One of the last things we're going to ask you to do is just take a moment and enter 1 key change that you plan to make in your clinical practice based on this education. This is super helpful for everybody, and we really appreciate you taking the time to answer this. While you go ahead and do that, I'm going to say thank you so much to our presenters, Dr Clark, Susan, and Dr Viera. This was a wonderful final presentation. It was a great way to end the day.

 

Thank you, of course, to all of our attendees for joining us for today's media conference. And as a reminder, we're going to have 2 more virtual medics conferences this year. They're going to happen on November 1st, and then another 1 on November 21st.
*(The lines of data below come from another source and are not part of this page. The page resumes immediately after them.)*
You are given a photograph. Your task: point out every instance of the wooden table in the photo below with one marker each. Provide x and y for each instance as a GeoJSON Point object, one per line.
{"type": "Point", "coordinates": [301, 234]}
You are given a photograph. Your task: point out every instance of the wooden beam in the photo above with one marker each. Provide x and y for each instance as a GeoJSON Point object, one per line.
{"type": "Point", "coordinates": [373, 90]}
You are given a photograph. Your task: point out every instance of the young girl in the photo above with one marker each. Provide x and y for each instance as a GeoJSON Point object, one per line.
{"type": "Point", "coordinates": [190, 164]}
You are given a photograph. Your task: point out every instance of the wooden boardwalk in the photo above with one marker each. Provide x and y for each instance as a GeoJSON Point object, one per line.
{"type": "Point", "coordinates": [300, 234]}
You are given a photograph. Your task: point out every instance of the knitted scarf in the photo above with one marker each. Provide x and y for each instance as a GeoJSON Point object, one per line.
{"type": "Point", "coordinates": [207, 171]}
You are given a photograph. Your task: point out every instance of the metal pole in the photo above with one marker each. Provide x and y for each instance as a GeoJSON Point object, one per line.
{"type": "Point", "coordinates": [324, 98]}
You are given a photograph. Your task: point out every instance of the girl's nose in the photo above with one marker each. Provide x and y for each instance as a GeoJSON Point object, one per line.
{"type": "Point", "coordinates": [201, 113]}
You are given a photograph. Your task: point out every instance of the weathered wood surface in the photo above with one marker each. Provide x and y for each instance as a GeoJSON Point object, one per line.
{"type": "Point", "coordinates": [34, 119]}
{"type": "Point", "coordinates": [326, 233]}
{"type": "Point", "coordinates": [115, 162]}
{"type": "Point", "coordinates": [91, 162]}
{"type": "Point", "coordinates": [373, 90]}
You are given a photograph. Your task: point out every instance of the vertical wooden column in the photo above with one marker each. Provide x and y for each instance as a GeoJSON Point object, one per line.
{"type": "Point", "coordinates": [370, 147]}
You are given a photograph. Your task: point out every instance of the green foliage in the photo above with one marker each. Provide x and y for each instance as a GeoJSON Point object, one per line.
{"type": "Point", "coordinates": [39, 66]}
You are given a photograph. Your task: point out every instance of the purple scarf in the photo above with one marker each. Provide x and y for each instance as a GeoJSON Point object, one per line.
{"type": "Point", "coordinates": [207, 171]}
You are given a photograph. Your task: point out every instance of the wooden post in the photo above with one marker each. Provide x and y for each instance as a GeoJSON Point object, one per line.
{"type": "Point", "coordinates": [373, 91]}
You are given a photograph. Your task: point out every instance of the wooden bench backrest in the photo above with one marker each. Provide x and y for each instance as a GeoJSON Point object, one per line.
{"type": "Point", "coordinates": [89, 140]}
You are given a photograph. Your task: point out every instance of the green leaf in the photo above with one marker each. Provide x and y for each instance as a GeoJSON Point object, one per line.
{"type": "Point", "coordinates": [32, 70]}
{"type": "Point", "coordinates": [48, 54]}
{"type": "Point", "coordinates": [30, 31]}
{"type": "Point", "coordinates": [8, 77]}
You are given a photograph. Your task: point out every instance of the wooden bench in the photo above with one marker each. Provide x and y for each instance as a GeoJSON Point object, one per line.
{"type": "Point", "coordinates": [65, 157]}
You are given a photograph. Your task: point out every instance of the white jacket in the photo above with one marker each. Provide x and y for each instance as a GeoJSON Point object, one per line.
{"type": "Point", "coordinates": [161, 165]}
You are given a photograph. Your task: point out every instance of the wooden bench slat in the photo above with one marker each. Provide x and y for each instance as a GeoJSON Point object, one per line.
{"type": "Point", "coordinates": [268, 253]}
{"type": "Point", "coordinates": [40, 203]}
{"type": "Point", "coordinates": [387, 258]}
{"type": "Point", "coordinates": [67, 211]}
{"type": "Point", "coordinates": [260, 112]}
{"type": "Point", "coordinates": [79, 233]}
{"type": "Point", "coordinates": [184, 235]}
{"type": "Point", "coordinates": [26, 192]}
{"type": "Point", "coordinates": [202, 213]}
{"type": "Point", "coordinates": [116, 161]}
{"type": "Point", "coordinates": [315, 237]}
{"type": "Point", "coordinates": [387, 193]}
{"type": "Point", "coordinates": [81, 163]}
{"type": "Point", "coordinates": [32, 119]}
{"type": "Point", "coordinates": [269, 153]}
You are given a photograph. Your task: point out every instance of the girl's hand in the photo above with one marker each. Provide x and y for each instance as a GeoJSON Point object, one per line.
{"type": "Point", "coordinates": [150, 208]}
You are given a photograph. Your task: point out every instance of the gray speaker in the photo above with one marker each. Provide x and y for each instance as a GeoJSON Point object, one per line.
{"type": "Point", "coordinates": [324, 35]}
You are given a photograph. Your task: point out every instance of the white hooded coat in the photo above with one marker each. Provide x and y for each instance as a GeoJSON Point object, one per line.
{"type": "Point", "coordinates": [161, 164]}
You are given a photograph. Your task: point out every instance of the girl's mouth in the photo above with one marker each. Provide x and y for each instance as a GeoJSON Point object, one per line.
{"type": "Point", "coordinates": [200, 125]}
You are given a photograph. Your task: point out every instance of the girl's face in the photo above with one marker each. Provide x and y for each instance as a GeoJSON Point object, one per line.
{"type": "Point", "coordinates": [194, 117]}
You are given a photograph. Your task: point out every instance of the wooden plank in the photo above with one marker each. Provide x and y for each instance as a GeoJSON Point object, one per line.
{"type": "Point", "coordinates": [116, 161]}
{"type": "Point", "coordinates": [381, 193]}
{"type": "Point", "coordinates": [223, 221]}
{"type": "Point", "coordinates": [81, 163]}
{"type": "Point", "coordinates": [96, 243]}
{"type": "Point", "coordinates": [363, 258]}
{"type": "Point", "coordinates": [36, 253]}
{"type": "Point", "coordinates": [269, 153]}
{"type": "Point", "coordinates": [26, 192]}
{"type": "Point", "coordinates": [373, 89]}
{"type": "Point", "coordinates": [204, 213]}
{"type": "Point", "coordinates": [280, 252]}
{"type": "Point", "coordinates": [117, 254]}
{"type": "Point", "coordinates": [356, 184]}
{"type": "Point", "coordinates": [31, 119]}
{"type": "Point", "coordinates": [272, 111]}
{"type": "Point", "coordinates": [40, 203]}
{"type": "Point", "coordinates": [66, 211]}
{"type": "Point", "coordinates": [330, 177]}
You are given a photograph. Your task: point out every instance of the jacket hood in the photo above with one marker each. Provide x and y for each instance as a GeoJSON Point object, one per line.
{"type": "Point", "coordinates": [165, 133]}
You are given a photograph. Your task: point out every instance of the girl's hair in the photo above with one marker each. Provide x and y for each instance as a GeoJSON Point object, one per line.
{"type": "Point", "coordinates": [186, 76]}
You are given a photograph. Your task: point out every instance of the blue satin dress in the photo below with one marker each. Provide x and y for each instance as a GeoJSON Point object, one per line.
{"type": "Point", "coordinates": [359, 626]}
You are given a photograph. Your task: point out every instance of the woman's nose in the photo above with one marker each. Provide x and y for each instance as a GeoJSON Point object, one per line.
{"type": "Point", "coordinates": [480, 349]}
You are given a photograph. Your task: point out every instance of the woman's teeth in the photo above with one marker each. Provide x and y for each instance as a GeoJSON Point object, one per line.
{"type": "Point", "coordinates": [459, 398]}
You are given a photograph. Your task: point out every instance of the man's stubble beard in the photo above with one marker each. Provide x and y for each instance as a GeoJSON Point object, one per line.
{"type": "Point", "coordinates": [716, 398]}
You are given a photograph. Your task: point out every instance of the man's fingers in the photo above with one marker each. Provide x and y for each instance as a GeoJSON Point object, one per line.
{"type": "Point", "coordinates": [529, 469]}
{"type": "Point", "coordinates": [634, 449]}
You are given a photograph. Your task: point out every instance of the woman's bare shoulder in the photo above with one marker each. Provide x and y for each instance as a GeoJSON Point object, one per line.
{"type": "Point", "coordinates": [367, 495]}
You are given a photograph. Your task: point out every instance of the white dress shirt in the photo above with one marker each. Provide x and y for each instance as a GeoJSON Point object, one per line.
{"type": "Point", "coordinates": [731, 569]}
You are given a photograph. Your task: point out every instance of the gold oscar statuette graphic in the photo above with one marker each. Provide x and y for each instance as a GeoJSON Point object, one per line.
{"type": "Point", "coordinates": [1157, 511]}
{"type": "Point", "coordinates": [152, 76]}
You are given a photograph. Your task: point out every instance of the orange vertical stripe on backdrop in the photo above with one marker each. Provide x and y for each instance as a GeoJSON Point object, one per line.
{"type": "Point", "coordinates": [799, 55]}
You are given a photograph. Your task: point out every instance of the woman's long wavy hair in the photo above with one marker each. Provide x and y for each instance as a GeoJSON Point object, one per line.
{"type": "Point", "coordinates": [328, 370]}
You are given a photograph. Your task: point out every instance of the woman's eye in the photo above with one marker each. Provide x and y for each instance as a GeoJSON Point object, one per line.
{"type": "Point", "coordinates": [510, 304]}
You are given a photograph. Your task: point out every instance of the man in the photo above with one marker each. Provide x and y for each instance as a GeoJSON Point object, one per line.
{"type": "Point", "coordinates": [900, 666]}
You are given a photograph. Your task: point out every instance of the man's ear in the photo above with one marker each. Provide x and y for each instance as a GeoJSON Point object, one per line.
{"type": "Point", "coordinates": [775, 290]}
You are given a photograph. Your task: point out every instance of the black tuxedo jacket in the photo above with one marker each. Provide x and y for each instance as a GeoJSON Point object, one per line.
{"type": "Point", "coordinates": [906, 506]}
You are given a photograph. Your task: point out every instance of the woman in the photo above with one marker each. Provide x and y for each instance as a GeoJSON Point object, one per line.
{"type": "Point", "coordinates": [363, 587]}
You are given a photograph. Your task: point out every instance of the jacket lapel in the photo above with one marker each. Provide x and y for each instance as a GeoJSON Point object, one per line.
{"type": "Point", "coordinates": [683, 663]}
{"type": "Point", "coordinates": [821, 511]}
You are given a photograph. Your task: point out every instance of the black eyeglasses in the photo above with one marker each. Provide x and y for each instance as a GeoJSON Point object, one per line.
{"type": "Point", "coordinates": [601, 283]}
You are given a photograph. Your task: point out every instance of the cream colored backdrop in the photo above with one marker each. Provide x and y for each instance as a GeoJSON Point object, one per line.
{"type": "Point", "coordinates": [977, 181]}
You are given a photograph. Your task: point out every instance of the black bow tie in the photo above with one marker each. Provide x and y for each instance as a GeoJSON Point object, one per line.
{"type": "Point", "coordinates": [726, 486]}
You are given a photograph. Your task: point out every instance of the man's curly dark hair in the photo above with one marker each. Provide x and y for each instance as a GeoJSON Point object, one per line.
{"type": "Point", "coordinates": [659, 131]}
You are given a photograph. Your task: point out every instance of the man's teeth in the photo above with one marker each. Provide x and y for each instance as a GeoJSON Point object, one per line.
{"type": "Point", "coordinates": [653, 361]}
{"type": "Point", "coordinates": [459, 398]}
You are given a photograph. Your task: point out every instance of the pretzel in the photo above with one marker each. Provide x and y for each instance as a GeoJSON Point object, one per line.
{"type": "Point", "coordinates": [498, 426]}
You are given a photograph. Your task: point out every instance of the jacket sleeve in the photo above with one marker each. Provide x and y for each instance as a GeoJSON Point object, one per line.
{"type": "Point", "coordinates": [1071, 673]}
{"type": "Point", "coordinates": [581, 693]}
It'd be great if you could join us for those as well. There are going to be new topics and insights that you can certainly use in your practice.

 

Another important thing is, remember to complete the program evaluation for each accredited presentation you've viewed. You've got to do this in order to get your CE, CME certificates. And we know you want to get credit for being here on a Saturday. That will become available upon your completion of the evaluations. You'll be able to get your certificate. So again, thank you to - so much to our fabulous faculty for their valuable insights and for working with us to bring you this live stream experience. It's been a great day. And on behalf of CCO and PCE, thank you again to all for all - for joining us today and attending this program. Have a great evening.